Bu ifade, bir umut ışığıdır öncelikle. Eğer en güzeli çoktan söylenmiş olsaydı, geriye sadece tekrar etmek, taklit etmek kalırdı. Oysa her yeni gün, eşi benzeri görülmemiş bir deneyim getirir. Bugünün insanı, antik Yunan’daki insandan farklı bir dünyaya uyanıyor. Uzayı seyrediyor, yapay zekayla konuşuyor, dijital bir evrende aşkı ve yalnızlığı tadıyor. Bu yeni deneyimler, yeni sözcükler, yeni metaforlar, yeni bir lirizm talep ediyor. Henüz söylenmemiş en güzel söz, belki de bir astronotun Mars’taki ilk şafağı tarif edişinde, ya da kalbi kırık bir gencin sanal âlemde kurduğu yalnız cümlede saklı. Dil, içinde bulunduğu çağın nefesini taşımak zorunda; bu yüzden her çağ, kendi “en güzel”ini doğurur.
Aynı zamanda bu, bir meydan okumadır. Büyük ustaların gölgesinde ezilmemek, “artık her şey söylendi” dememek için bir çağrı. Kalemi eline alan herkese, “Haydi, daha iyisini, daha derinini, daha çarpıcısını, daha yalınını söyle; senin sesinle, senin zamanının rengiyle” der. Yaratıcılık, bir miras değil, bir emanettir. Geçmişin güzelliklerine hayran olup da onların arasında kaybolmak değil, onların omuzlarında yükselip ufka bakmaktır. O henüz söylenmemiş en güzel söz, her birimizin içinde, henüz tam formunu bulamamış bir his, bir fikir olarak bekliyor olabilir.
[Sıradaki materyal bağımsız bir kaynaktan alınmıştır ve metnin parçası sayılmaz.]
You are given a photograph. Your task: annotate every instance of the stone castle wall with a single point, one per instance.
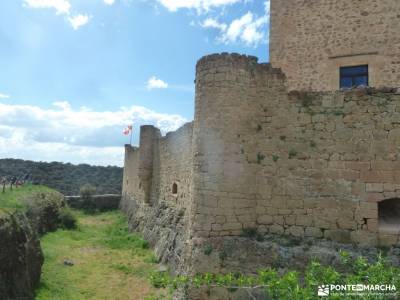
(258, 157)
(311, 39)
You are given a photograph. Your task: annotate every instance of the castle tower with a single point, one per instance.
(325, 45)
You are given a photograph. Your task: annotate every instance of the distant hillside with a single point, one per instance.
(66, 178)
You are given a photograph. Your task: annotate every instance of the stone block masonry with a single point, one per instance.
(257, 156)
(311, 39)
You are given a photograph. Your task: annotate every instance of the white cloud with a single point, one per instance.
(61, 6)
(155, 83)
(199, 5)
(73, 135)
(4, 96)
(249, 28)
(79, 20)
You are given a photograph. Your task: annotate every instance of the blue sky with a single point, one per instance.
(75, 73)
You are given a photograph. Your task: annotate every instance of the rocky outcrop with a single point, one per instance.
(21, 257)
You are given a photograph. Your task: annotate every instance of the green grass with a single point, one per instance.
(109, 262)
(13, 199)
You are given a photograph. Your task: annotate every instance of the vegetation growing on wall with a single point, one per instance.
(292, 284)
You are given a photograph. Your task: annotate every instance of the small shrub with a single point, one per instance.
(86, 192)
(67, 218)
(223, 255)
(260, 157)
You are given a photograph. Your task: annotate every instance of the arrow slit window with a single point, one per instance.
(354, 76)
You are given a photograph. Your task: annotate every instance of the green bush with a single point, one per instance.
(292, 284)
(67, 218)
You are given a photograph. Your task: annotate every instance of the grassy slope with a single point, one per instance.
(109, 263)
(13, 199)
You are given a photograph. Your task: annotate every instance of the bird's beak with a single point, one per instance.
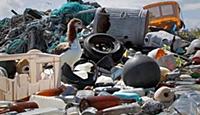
(84, 27)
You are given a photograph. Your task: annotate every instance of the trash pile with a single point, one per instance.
(104, 60)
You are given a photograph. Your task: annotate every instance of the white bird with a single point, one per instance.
(71, 51)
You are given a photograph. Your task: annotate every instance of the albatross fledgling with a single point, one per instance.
(70, 51)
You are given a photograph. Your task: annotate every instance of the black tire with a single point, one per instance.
(99, 45)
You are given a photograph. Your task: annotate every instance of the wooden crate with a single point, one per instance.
(24, 85)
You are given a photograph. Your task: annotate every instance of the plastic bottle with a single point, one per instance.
(19, 107)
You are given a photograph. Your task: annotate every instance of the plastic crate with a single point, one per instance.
(24, 85)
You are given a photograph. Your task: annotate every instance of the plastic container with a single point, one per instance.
(141, 71)
(24, 85)
(127, 25)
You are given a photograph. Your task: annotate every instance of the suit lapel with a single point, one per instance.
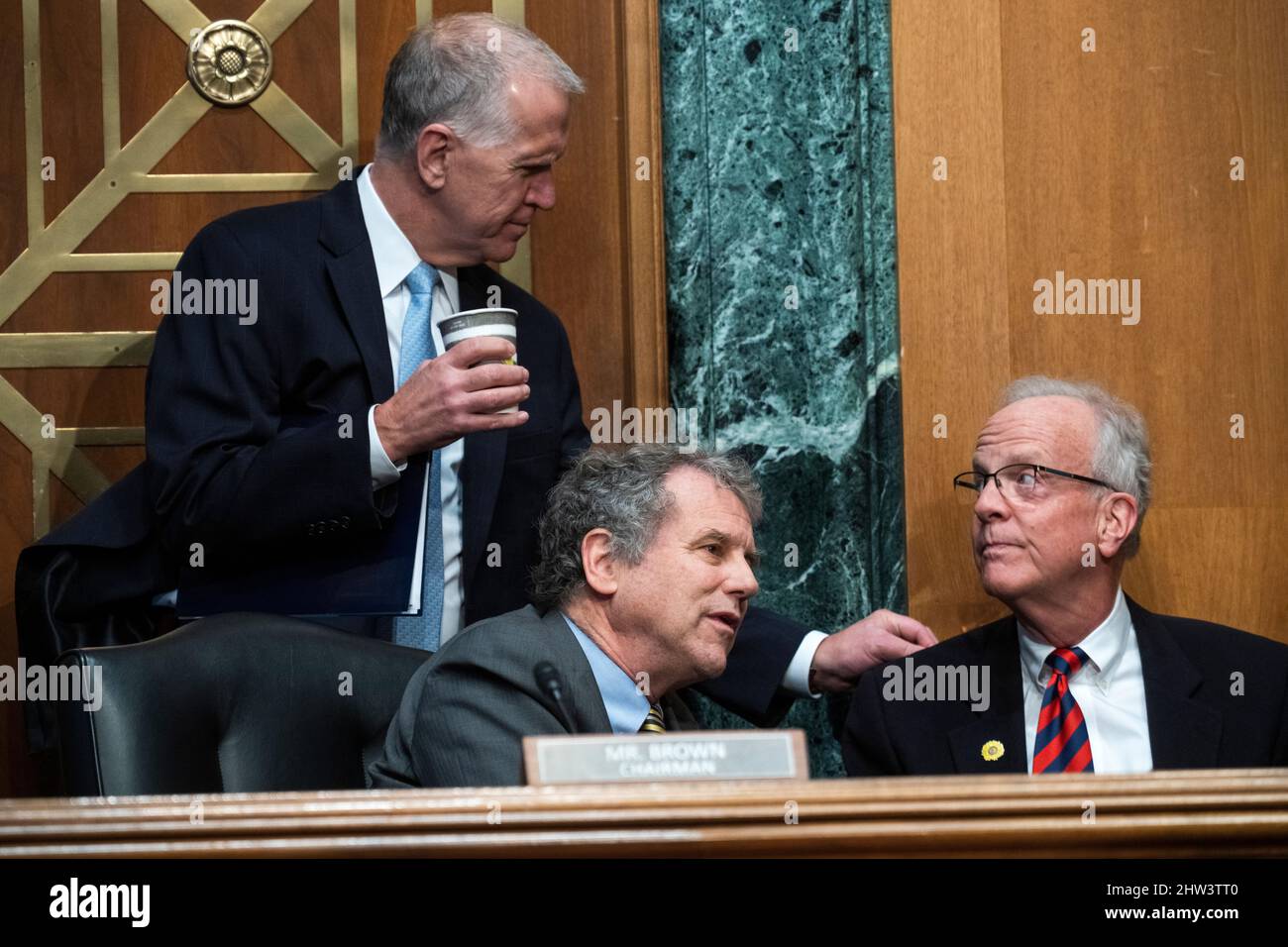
(353, 277)
(484, 451)
(1183, 733)
(584, 698)
(1004, 720)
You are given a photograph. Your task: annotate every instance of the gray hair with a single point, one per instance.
(454, 71)
(1121, 453)
(622, 491)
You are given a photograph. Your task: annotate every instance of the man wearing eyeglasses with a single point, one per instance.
(1080, 678)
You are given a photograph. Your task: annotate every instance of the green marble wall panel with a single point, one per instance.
(782, 292)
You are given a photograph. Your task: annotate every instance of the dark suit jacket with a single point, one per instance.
(1194, 720)
(245, 454)
(465, 712)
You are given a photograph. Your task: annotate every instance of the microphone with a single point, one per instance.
(552, 685)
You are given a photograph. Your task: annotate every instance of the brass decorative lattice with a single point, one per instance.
(127, 169)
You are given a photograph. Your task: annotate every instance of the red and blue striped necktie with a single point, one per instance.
(1063, 745)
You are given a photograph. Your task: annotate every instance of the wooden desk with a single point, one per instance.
(1173, 814)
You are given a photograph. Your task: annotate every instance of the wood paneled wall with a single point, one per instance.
(86, 85)
(1107, 163)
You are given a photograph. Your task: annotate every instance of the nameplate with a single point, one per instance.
(682, 757)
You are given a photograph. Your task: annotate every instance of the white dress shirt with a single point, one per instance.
(1109, 689)
(395, 258)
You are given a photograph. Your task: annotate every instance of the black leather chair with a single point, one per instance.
(233, 703)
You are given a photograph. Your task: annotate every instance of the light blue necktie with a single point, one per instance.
(417, 344)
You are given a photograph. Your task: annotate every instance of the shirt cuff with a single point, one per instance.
(797, 680)
(382, 471)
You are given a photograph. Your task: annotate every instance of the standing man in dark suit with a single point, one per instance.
(1080, 678)
(647, 569)
(292, 433)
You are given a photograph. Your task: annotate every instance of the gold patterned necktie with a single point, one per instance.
(653, 723)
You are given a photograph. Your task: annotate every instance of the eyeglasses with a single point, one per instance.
(1017, 482)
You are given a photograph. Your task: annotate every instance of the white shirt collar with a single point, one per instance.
(393, 253)
(1104, 647)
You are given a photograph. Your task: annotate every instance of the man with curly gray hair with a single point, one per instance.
(648, 566)
(1085, 680)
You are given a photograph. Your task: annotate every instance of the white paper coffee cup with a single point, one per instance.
(475, 324)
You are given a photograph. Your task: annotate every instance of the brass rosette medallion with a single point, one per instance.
(230, 62)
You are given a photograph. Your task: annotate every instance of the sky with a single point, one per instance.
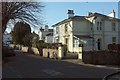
(57, 11)
(54, 12)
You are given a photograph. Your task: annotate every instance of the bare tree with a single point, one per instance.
(24, 11)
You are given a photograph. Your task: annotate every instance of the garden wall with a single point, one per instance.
(101, 57)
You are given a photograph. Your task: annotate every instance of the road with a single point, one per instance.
(30, 66)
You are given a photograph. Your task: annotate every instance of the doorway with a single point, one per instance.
(99, 44)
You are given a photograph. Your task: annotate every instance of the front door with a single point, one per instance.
(99, 44)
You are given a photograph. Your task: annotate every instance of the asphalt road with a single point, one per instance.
(29, 66)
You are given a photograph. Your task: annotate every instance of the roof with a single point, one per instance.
(105, 16)
(70, 19)
(50, 34)
(84, 18)
(83, 36)
(49, 30)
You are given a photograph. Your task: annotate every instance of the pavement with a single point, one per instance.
(31, 66)
(72, 58)
(76, 61)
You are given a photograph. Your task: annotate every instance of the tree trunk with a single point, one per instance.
(4, 24)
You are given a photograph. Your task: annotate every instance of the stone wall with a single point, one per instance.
(101, 57)
(49, 52)
(24, 49)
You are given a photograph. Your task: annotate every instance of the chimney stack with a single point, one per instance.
(112, 14)
(46, 28)
(70, 13)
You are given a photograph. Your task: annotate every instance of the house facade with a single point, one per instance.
(7, 38)
(49, 38)
(43, 32)
(95, 31)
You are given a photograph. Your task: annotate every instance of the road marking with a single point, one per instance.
(52, 72)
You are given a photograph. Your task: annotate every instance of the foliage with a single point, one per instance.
(27, 40)
(20, 30)
(35, 39)
(22, 11)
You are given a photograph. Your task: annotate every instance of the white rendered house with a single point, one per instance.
(95, 31)
(43, 32)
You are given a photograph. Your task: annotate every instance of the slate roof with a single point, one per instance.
(83, 36)
(84, 18)
(50, 34)
(102, 15)
(49, 30)
(69, 19)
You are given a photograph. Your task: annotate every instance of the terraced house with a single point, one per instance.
(95, 31)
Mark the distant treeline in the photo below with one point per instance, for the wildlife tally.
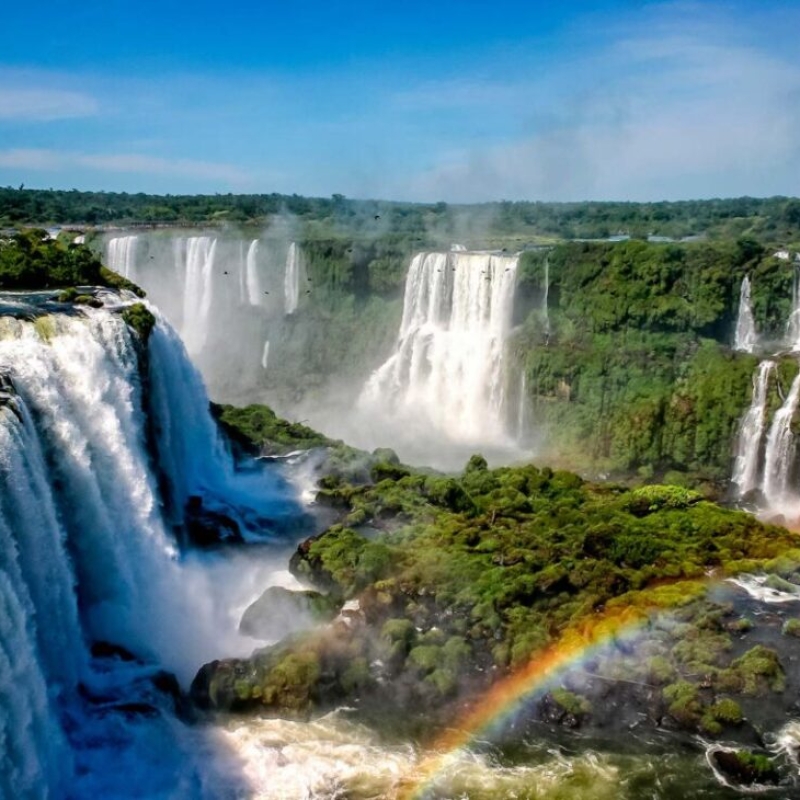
(774, 220)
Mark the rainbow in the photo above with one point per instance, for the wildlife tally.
(508, 696)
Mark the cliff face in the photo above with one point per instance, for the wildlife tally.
(633, 370)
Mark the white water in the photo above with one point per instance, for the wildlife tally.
(87, 552)
(291, 281)
(121, 256)
(745, 338)
(751, 433)
(522, 408)
(254, 290)
(447, 371)
(780, 453)
(198, 292)
(793, 326)
(546, 297)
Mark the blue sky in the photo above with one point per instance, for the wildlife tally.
(458, 101)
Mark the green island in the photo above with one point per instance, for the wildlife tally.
(461, 580)
(427, 589)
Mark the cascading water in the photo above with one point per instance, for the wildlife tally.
(121, 256)
(291, 283)
(780, 452)
(88, 461)
(745, 338)
(254, 290)
(751, 433)
(448, 368)
(546, 297)
(265, 355)
(198, 291)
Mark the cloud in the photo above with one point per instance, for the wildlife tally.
(45, 105)
(666, 111)
(132, 163)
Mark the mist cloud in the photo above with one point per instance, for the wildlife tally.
(45, 105)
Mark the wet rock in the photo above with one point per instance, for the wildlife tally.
(279, 612)
(745, 768)
(206, 527)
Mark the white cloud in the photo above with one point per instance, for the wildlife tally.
(689, 114)
(45, 105)
(132, 163)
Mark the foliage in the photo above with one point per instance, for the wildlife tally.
(472, 575)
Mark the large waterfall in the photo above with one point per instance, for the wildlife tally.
(198, 292)
(448, 367)
(225, 295)
(745, 337)
(121, 255)
(291, 281)
(94, 474)
(780, 451)
(748, 446)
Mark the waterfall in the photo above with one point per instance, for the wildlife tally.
(793, 327)
(265, 355)
(745, 338)
(546, 296)
(751, 433)
(254, 291)
(89, 464)
(121, 256)
(448, 366)
(198, 291)
(780, 451)
(291, 281)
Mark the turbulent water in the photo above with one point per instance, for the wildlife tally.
(225, 297)
(745, 338)
(448, 373)
(94, 474)
(747, 466)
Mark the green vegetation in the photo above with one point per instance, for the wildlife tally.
(635, 374)
(30, 260)
(470, 576)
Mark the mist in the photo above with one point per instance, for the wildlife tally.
(435, 388)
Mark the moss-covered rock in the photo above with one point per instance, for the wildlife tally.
(140, 319)
(279, 612)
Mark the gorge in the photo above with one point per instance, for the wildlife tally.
(438, 586)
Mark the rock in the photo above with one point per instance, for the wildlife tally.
(280, 612)
(102, 649)
(206, 528)
(744, 768)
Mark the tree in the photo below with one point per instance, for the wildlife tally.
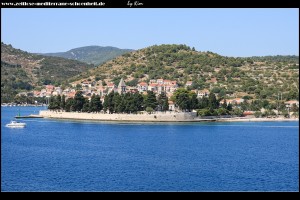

Peki, “en güzel”i aramak bir yanılgı mı? Belki de asıl mesele, “en güzel”i değil, “en hakiki”yi, “en insani”yi söylemektir. Belki de söylenmemiş olan, kırılganlığımızı, utancımızı, küçük sevinçlerimizi, karmaşık vicdanımızı kelimelerle kuşatabilmenin yeni bir yoludur. Bazen bir çocuğun söylediği, dil bilgisi kurallarına uymayan basit bir cümle, yazılmış en karmaşık şiirden daha “güzel” gelebilir kulağa. Çünkü samimiyet ve özgünlük, güzelliğin en katışıksız halidir.
Sonuç olarak, “En güzel söz henüz söylenmedi” ifadesi, dili ve insanı donduran değil, özgürleştiren bir inançtır. Geçmişe saygı duyarak geleceğe açılmanın, geleneği sahiplenerek yeniyi aramanın ifadesidir. Bizler, kelimelerle örülmüş büyük bir sohbetin içindeyiz. Bu sohbette atalarımızın sözleri bize yol gösteriyor. Ve şimdi sıra bizde. Mikrofon bize uzatıldı. Belki o en güzel sözü biz söylemeyeceğiz, belki onu torunlarımızdan biri söyleyecek. Ama her samimi, her yürekten, her yenilikçi çaba, o sözün söyleneceği zemini hazırlıyor. Öyleyse susmayalım. Yazalım, konuşalım, mırıldanalım, haykıralım. Çünkü söze dökülecek daha çok güzellik, anlatılacak daha çok insanlık hikâyesi var. Ve o henüz söylenmemiş en güzel söz, belki de bir sonraki nefesimizle dilimizin ucunda, bekliyor.